The push for a more expansive American geriatric welfare system isn’t without opposition. Some argue that America’s low levels of social benefits have spurred the elderly to continue to work, in turn improving their health and happiness. Others point to the cost: in 2018, the Japanese social welfare system cost 121.3 trillion yen, roughly $1.1 trillion dollars.

These objections miss the larger point: these services are necessary and worth the cost. Most of us, regardless of age, desire to live with purpose, but there will inevitably come a point when our bodies and minds will prevent us from doing so. When that day comes, we shouldn’t have to worry about whether we will be able to live out the rest of our days with dignity.
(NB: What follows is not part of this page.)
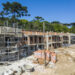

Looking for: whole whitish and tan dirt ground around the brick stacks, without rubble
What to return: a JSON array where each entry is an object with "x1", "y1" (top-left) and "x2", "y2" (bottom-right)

We need to invest in a system that recognizes and respects our humanity, regardless of income. This could take the form of investment in nursing homes, ensuring adequate staffing to allow for more individualized attention. But after a year when so many were prevented from being with their elderly loved ones during their last days, the difference between nursing homes and at-home care feels ever more prominent.

That I couldn’t make it back to say goodbye to my grandmother will forever weigh on me. But I know that she passed away surrounded by family and treated with care and dignity to the end. In a year when there was so little to be grateful for, I remain thankful for that.